Pasan los años y su pueblo no responde. Atravesado por la huidiza moneda de la lujuria, el pueblo se entrega a los juegos de azar y al sexo fácil.
Lao Tse se harta de la corrupción de la realidad.
Escéptico, desencantado, toma el camino de polvo y abandona el sendero metafísico.
Parsimonioso, huye de la aldea prístina y llega a una posadera penumbrosa. Pide dos botellas esmeriladas. Se emborracha. Los días en el fango se acumulan. Lo acompaña el canto frenético de los gallos y la luz estridente de la lluvia del verano.
Un día, entra a un almacén y se pone ropa de mujer. El barbero le corta el cabello.

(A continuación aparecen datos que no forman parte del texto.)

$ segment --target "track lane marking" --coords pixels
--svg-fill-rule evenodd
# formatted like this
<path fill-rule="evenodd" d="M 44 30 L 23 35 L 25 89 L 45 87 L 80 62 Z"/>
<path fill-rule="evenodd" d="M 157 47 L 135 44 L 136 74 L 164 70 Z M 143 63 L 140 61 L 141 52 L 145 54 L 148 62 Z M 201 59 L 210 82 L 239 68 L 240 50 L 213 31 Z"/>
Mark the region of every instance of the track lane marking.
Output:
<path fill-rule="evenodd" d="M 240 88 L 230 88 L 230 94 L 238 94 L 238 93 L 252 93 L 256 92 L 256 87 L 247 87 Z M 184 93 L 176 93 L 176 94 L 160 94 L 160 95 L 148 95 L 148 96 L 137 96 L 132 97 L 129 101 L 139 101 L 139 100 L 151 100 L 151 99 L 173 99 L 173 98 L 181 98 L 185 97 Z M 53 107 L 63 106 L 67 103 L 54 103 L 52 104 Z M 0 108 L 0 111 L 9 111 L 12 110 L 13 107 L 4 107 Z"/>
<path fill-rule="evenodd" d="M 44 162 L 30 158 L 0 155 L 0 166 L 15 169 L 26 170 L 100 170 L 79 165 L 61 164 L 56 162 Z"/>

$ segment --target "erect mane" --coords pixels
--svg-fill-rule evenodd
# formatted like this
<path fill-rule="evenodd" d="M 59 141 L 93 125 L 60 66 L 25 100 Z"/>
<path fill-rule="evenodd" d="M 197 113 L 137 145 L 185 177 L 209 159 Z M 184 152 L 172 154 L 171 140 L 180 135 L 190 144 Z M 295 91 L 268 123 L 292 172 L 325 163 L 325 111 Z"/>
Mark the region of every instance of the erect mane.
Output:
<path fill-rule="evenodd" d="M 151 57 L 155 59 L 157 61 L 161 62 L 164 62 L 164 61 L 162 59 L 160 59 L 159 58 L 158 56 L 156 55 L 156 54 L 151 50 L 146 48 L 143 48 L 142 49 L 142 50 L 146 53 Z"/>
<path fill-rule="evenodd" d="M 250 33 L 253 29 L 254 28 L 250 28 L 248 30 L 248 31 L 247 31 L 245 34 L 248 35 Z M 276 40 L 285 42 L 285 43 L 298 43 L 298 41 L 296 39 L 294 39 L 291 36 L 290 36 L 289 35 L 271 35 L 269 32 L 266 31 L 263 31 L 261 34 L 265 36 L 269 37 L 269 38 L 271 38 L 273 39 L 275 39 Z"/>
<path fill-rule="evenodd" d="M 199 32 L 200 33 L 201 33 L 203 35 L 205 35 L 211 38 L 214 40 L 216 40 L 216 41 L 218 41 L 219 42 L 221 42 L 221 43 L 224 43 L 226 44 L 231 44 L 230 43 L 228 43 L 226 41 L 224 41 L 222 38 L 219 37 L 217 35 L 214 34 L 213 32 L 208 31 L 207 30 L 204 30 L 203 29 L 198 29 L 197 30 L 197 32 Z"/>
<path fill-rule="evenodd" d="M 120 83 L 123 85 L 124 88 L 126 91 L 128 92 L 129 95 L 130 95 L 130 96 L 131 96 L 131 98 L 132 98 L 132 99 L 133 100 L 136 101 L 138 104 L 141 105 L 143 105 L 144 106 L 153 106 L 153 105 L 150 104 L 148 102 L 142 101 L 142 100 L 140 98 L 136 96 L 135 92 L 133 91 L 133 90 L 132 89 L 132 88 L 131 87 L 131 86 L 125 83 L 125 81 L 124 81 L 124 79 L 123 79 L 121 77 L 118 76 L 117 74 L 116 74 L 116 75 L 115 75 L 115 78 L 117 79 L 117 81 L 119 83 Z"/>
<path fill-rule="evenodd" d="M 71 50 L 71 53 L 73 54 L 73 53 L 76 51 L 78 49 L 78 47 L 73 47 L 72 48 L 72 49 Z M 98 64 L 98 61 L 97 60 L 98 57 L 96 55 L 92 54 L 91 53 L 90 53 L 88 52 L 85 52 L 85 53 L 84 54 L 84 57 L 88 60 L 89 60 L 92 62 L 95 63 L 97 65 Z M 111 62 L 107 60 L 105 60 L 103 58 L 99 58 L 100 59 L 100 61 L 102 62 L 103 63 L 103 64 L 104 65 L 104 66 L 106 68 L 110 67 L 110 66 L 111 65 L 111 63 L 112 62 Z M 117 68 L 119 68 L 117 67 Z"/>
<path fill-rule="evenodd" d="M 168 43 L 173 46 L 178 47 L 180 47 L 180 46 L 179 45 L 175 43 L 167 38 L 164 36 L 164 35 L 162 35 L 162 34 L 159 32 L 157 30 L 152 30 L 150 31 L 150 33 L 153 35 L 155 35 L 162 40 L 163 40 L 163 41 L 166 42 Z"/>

Viaja en un barco como una prostituta elegante. Se instala en una ciudad de la Hélade esplendorosa. Trabaja sin testigos hasta que el vacío real le carcome el alma: lo desintegra.
Antes del último instante, le pide a su amante que guarde el secreto: nadie debe saber su abandono del mundo.
Frente al agua sonora que fluye en el arroyo, cuelga una soga indiferente.